Las bajadas del consumo de energía más fuertes de 2015 se registraron en Lituania (-57% respecto a 1990), Letonia (-45%) y Estonia (-37%), mientras que en Irlanda (+38%), España (+35%) o Austria (+33%) el consumo creció.

La UE se comprometió a reducir un 20% su consumo de energía hasta 2020, es decir, un consumo de energía primaria (energía potencial contenida en los combustibles) de 1.483 mtep y un consumo final (energía consumida y facturada) de 1.086 mtep.

"La buena noticia: el consumo de energía por debajo de los niveles de 1990. La mala noticia: la dependencia de la UE de las importaciones de combustibles fósiles aumenta", comentó el comisario europeo de Acción por el Clima y Energía, Miguel Arias Cañete.

La dependencia de la UE en cuanto a las importaciones de combustibles fósiles (carbón, petróleo, gas natural, etc) creció: en 2015, se importaban tres toneladas por cada tonelada producida, frente a la proporción 1/1 de 1990.

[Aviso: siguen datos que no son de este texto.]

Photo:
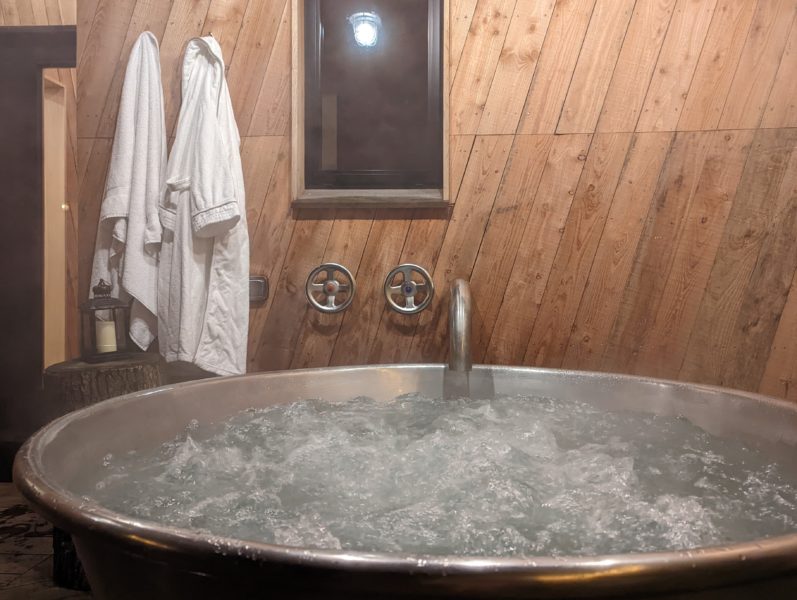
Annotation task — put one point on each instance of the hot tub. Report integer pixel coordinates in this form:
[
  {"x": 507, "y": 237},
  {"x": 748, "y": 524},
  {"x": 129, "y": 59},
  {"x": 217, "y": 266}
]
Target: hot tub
[{"x": 129, "y": 558}]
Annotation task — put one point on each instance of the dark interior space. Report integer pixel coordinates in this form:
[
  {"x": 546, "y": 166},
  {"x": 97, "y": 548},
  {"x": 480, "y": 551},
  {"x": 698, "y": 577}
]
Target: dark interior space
[{"x": 374, "y": 111}]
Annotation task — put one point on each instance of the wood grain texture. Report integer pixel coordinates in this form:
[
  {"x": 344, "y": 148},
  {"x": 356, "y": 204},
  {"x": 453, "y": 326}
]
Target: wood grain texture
[
  {"x": 616, "y": 205},
  {"x": 635, "y": 65},
  {"x": 595, "y": 66},
  {"x": 759, "y": 64},
  {"x": 63, "y": 12},
  {"x": 717, "y": 65},
  {"x": 677, "y": 61}
]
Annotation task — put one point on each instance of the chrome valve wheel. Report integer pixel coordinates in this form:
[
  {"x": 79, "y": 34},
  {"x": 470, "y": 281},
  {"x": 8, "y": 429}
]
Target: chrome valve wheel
[
  {"x": 328, "y": 293},
  {"x": 406, "y": 294}
]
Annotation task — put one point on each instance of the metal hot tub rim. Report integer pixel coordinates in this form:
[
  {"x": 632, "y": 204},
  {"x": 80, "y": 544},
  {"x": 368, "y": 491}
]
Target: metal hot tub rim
[{"x": 663, "y": 574}]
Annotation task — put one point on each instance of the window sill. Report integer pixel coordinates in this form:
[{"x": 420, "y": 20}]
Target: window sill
[{"x": 326, "y": 199}]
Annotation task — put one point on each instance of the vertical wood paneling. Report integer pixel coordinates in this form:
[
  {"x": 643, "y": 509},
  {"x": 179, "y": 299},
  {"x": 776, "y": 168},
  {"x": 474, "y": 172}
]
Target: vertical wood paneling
[{"x": 668, "y": 251}]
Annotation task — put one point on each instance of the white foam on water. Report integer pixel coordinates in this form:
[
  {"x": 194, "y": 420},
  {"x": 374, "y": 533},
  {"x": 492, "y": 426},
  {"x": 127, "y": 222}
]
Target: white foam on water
[{"x": 511, "y": 476}]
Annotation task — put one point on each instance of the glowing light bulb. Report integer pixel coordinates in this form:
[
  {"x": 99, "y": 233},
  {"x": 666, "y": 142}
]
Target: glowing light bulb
[{"x": 366, "y": 28}]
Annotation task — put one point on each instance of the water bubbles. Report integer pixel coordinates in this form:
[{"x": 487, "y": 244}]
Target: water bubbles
[{"x": 511, "y": 476}]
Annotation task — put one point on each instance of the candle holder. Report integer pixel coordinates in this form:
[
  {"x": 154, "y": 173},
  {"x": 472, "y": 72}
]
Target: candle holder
[{"x": 104, "y": 322}]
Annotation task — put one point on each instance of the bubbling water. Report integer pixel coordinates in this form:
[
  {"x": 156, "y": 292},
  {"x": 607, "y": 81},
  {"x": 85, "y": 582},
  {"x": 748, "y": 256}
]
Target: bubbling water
[{"x": 510, "y": 476}]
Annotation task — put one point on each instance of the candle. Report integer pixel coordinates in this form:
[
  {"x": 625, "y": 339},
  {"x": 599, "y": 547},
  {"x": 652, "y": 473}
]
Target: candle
[{"x": 106, "y": 336}]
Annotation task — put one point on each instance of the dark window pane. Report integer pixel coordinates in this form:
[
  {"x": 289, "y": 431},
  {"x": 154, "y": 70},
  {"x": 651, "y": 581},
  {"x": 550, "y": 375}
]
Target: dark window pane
[{"x": 373, "y": 94}]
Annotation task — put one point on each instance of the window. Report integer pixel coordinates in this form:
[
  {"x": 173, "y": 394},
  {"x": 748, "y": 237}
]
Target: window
[{"x": 373, "y": 111}]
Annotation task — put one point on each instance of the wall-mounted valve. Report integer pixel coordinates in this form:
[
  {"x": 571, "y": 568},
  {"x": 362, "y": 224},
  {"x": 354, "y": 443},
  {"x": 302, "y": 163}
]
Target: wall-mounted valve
[
  {"x": 328, "y": 293},
  {"x": 405, "y": 294}
]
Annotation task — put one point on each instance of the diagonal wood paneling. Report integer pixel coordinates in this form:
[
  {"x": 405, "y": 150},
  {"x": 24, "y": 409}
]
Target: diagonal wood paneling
[{"x": 623, "y": 174}]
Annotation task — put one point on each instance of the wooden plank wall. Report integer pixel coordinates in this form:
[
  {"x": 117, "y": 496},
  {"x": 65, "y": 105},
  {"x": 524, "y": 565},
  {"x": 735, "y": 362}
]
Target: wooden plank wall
[
  {"x": 59, "y": 12},
  {"x": 624, "y": 175}
]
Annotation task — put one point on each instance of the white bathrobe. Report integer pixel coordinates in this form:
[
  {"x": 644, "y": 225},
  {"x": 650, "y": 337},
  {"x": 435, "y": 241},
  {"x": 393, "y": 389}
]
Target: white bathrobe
[
  {"x": 203, "y": 299},
  {"x": 129, "y": 230}
]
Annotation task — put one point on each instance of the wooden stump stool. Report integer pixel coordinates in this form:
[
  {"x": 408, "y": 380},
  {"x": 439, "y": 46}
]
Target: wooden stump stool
[{"x": 75, "y": 384}]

Dinamarca es el país menos dependiente de las importaciones de combustibles fósiles (4%), mientras que la dependencia de Reino Unido pasó de 2% en 1990 a 43% en 2015.

Los combustibles fósiles siguen siendo "de lejos" la principal fuente de energía de la UE, destaca Eurostat, a pesar a un retroceso del 83% de 1990 al 73% de 2015.